Patients with localized prostate cancer treated with primary androgen deprivation therapy (ADT) without radiation therapy or surgery derived no survival benefit, according to the results of a large study.
Patients with localized prostate cancer treated with primary androgen deprivation therapy (ADT) without radiation therapy or surgery derived no survival benefit, according to the results of a large study published in the Journal of Clinical Oncology.
“Our main conclusion is that primary ADT does not seem to be an effective strategy as an alternative to no therapy among men diagnosed with clinically localized prostate cancer who are not receiving curative-intent therapy,” concluded the authors.
Arnold L. Potosky, PhD, of the Lombardi Comprehensive Cancer Center at Georgetown University in Washington, DC, and colleagues retrospectively analyzed cancer registry data from three integrated health plans of 15,170 men diagnosed between 1995 and 2008 who were not treated with curative therapy and were followed up with until 2010. Almost 23% of the men (3,435) received primary ADT; 11,735 had no ADT in the first 12 months, but 17% received it after 12 months.

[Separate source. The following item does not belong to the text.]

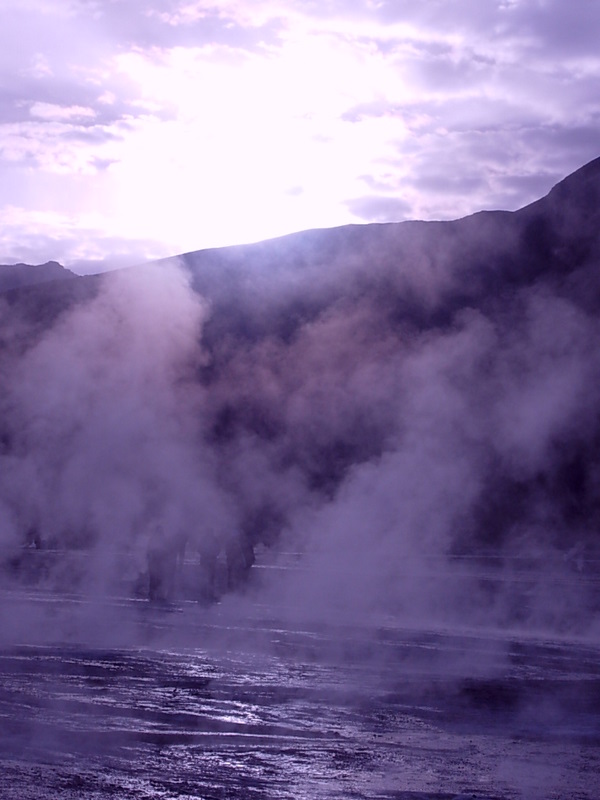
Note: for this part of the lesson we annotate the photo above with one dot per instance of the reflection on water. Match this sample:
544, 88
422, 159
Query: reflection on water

The ADT group had more comorbidities compared with the non-ADT group.
The men in the study who received ADT were generally older and had worse prognosis factors, such as higher baseline prostate-specific antigen (PSA) levels, a Gleason score of greater than 7, and greater than or equal to T2b disease at the time of diagnosis. Fifty-eight percent of the men in the initial ADT group were defined as high risk by the American Urological Association (AUA), compared with 18% in the non-ADT group.
Primary ADT was associated with neither a risk of all-cause mortality (hazard ratio [HR] = 1.04) nor prostate cancer–specific mortality (HR = 1.03) after the data were adjusted for sociodemographic and clinical characteristics. Forty-nine percent of the men in the ADT group died during follow-up compared with 28% in the non-ADT group, but the difference was not statistically significant after adjusting for different variables (HR = 1.04). There was also no difference in prostate cancer–specific mortality (13% in the ADT group compared with 5% in the non-ADT group [HR = 1.03]).
Men in the ADT group had increased risk of cardiovascular death (13% vs 8%, respectively), but this difference was not statistically significant after adjustments for patient factors (HR = 1.11).
Primary ADT was associated with decreased risk of all-cause mortality only among the subgroup of men with an AUA criteria–defined high risk of cancer progression (HR = 0.88; P = .02), though this did not translate to a decreased prostate cancer–specific mortality risk. “The observed benefit was relatively small and should not be taken as definitive, given the limitations of our data and the possibility of a spurious finding,” stated the authors in their discussion.
“In the high-risk localized prostate cancer setting, the study showed that there may be some positive benefit, but at this point, because this is a retrospective study, this should not change clinical practice at all,” said A. Oliver Sartor, MD, professor of cancer research in the department of medicine at Tulane University and the medical director of Tulane Cancer Center in New Orleans.
ADT is effective as a palliative treatment for men with metastatic prostate cancer and can even improve survival in specific cases, including as an adjuvant therapy for patients with lymph node–positive disease who have had a prostatectomy and lymphadenectomy or those who are intermediate or high risk who are receiving radiation therapy. But, according to Potosky and his coauthors, ADT use as a primary monotherapy for localized prostate cancer has seen an uptick among men who opt not to have a prostatectomy or receive radiation and also for men who have biochemical recurrence after a potentially curative treatment. Based on two published studies, as many as 40% of men with localized prostate cancer had received this treatment as an initial way to manage their disease between 1998 and 2002. ADT treatment has declined in recent years but is still in use.
ADT is associated with adverse events that include loss of muscle strength, anemia, impaired cognitive function, bone loss or fractures, coronary heart disease, insulin sensitivity, and diabetes mellitus. In 2010, manufacturers of ADT-injectable agents added a warning label to the products that stated they may have risks of coronary heart disease and diabetes.
In the current study, ADT included gonadotropin-releasing hormone analogues, such as leuprolide, goserelin, and triptorelin, or gonadotropin-releasing hormone antagonists, such as abarelix and degarelix. The antagonists could be administered with or without an oral antiandrogen, such as flutamide, bicalutamide, and nilutamide.
Previous studies assessing the impact of primary ADT for localized prostate cancer had mixed results, from no benefit and potential harm, to a possible benefit, but the studies included mostly older men and used analyses that may not be applicable to clinical practice.
“No current guidelines recommend that ADT monotherapy be given to patients with localized prostate cancer,” said Dr. Sartor. “The bottom line is that using ADT alone in this setting is not current practice and is not recommended. I am hard-pressed to find a reason why this treatment has persisted despite no evidence to support its use.”
Dr. Sartor did note that there are randomized studies that show that the addition of hormonal therapy to radiotherapy clearly benefits men with intermediate- or high-risk localized prostate cancer.